The concept is being developed by University of Adelaide Professor of Urban and Regional Planning Dr James Gough.
“It could potentially be used to reduce the amount of material we collect and then reuse as a resource, and we’d also need to have a system to recycle it,” Dr Gough said.
Dr Grough’s team has been working on the idea for more than a decade.
“We’ve seen that waste can be a resource in the city, but often that resource is not used for the right purpose,” he said.
Dr Gould said it was possible to recycle waste without having to make changes to the infrastructure. “
A waste recycling system could help us do that and reduce the impact of our waste on our environment.”
Dr Gould said it was possible to recycle waste without having to make changes to the infrastructure.
“There are some materials that we are very aware of that we’re not able to recycle because they are either toxic or they have toxic properties,” he explained.
“And when we recycle them, we are able to make some use of them.”
“But there are other materials that have a similar chemical structure to those things that we don’t recycle.”
Dr Greg Macdonald, director of waste and recycling research at the University of Queensland, said the concept was intriguing.
“Our city is in crisis and we are constantly trying to save the planet, and there’s lots of people looking at waste,” Dr Macdonald said.
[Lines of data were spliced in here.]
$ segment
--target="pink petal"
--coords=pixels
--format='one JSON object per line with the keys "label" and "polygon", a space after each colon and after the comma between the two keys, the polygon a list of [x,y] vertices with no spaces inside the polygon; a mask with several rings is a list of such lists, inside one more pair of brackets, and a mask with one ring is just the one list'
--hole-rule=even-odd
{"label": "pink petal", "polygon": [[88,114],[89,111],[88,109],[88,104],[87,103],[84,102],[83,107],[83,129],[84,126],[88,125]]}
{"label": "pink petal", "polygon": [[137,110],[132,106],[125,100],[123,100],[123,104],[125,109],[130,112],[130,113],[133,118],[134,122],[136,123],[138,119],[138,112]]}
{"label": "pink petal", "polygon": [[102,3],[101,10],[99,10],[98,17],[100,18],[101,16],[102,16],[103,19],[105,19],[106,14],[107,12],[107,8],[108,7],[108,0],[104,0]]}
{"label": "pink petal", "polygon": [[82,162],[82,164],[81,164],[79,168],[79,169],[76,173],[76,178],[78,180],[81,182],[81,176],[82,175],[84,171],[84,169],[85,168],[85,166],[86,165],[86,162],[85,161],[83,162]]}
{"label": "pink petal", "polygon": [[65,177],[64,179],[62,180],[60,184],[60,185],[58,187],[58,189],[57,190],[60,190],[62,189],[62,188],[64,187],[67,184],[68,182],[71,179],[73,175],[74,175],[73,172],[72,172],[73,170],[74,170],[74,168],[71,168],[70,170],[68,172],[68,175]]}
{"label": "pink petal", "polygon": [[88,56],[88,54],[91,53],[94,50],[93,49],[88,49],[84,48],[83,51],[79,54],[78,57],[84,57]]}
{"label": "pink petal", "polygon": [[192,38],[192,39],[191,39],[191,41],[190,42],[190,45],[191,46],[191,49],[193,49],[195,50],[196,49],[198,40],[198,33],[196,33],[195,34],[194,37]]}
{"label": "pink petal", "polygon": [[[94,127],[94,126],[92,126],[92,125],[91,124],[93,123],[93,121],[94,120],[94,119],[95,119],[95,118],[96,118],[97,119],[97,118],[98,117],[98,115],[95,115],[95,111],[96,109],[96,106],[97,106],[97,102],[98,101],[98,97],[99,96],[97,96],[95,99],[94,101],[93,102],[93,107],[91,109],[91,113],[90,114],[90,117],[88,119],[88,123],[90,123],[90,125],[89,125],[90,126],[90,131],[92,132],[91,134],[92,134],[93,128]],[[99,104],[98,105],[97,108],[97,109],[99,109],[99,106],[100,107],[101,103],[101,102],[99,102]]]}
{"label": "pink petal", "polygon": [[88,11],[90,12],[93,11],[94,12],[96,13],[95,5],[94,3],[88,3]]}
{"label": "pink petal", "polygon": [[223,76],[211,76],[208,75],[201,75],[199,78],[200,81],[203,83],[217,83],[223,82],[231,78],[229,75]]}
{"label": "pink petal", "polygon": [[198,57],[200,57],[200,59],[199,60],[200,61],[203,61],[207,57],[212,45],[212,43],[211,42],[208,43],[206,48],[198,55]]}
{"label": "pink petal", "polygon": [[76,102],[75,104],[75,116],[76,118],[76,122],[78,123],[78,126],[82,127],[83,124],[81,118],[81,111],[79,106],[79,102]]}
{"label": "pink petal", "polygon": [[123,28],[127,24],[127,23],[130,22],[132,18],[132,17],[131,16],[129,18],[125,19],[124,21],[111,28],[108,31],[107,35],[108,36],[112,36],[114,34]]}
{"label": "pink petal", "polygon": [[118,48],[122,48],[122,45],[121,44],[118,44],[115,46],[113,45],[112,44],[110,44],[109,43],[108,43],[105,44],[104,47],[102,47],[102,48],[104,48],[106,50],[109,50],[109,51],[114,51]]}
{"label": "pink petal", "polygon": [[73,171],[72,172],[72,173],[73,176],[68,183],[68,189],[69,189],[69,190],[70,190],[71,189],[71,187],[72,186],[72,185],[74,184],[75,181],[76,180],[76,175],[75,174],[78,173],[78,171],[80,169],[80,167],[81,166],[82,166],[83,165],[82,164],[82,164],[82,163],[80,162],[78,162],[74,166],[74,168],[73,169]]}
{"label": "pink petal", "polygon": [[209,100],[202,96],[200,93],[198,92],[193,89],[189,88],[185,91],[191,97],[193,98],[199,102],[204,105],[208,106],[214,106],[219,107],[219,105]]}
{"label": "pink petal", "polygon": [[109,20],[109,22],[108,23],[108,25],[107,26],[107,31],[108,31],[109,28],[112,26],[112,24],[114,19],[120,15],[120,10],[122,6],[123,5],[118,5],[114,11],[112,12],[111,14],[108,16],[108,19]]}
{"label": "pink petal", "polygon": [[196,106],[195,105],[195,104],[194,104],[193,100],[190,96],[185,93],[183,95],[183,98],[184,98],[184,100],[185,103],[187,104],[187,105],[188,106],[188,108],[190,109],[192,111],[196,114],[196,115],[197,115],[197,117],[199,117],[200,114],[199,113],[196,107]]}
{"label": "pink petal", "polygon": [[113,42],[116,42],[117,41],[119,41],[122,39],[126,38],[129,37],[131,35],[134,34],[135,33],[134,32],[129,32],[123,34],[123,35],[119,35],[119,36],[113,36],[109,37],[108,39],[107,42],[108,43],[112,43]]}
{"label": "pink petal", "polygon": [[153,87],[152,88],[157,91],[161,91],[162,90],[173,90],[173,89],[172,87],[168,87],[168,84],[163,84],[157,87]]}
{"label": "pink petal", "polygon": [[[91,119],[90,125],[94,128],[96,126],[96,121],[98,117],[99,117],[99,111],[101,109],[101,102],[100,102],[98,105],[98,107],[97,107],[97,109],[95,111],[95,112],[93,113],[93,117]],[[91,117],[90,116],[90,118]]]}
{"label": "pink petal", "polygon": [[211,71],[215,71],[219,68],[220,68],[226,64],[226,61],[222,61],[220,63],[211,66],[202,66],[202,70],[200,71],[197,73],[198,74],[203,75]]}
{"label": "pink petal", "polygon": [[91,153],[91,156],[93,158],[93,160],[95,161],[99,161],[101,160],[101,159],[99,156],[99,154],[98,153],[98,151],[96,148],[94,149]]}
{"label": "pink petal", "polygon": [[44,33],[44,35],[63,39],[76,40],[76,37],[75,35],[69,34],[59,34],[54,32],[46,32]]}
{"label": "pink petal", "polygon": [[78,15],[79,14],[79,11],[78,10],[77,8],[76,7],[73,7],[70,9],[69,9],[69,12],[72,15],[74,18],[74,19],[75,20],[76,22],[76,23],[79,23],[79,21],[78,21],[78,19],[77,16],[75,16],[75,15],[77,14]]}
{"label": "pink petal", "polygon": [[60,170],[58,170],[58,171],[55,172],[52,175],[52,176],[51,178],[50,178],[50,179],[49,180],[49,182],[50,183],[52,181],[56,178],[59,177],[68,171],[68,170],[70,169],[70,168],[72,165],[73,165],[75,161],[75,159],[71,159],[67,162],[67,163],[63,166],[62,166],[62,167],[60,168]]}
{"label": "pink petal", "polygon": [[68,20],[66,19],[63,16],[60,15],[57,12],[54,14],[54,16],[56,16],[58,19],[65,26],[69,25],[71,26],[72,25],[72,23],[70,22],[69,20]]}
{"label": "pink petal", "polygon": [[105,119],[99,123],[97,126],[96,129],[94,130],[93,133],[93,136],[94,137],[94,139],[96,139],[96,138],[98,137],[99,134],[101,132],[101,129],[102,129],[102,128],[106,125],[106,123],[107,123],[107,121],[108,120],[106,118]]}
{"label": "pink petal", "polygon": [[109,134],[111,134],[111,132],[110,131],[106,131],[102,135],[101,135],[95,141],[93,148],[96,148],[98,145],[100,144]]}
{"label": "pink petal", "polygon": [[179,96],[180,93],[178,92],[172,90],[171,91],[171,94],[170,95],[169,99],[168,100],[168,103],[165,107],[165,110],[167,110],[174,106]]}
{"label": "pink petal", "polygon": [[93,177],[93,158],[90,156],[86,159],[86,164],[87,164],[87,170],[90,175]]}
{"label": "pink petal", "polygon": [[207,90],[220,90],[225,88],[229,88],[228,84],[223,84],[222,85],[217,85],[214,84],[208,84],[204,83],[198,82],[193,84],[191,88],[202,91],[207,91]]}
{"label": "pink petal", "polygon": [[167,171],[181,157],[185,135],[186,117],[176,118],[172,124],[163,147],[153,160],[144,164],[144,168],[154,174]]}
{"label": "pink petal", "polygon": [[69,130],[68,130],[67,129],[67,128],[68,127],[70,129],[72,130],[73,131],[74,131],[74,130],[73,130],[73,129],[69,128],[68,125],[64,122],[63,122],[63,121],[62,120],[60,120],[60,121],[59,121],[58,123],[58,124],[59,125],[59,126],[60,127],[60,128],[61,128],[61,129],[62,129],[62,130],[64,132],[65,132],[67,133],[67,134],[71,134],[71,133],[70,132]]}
But the problem with waste recycling is that the process has to be expensive and complex.
“If you’re a small business that’s looking to get a new facility going and you want to recycle a lot of your waste, you’re looking at $10,000 to $20,000,” he told the ABC.
Dr Macough said the potential benefit of recycling materials could be “a lot of fun” and “a great way to encourage more recycling”.
He said waste could be the fuel that could drive the next wave of innovation in recycling.
“People would love to have this opportunity to reuse that material,” he suggested.
But Dr Gaugh said there were some challenges with the concept.
“The main issue is that recycling would require you to put up with a lot more pollution, more waste and we don’ think that’s a good way to get people to recycle their waste,” he added.
The team has identified waste links recycling as a way to make the process simpler, but also to get more people involved.
“So if we get a lot and a lot from it, we’ll be really surprised if people don’t come back to it,” he noted.
“This would be a great opportunity to engage people with it.”
“We would like to see this as a tool for people to start to think about the way they recycle their materials.”
The team also wants to test out different waste recycling methods.
“What if you recycle your own products, for example, instead of just putting them in a landfill?”
Dr MacDonald said.
The idea is not new, and Dr Goug has already been working with the recycling industry on a similar idea.
“I’ve been working through a lot about waste recycling,” he revealed.
Dr Macoug said the researchers were keen to see how the concept could be rolled out in the real world. “
These are really new ideas, and so we’re really keen to get this right.”
Dr Macoug said the researchers were keen to see how the concept could be rolled out in the real world.
“Maybe this could be part of the solution, or maybe it could be a way of getting people involved, or to just get people interested,” he warned.
“But we’d like to be able to test it out, we’d love to see what it looks like.”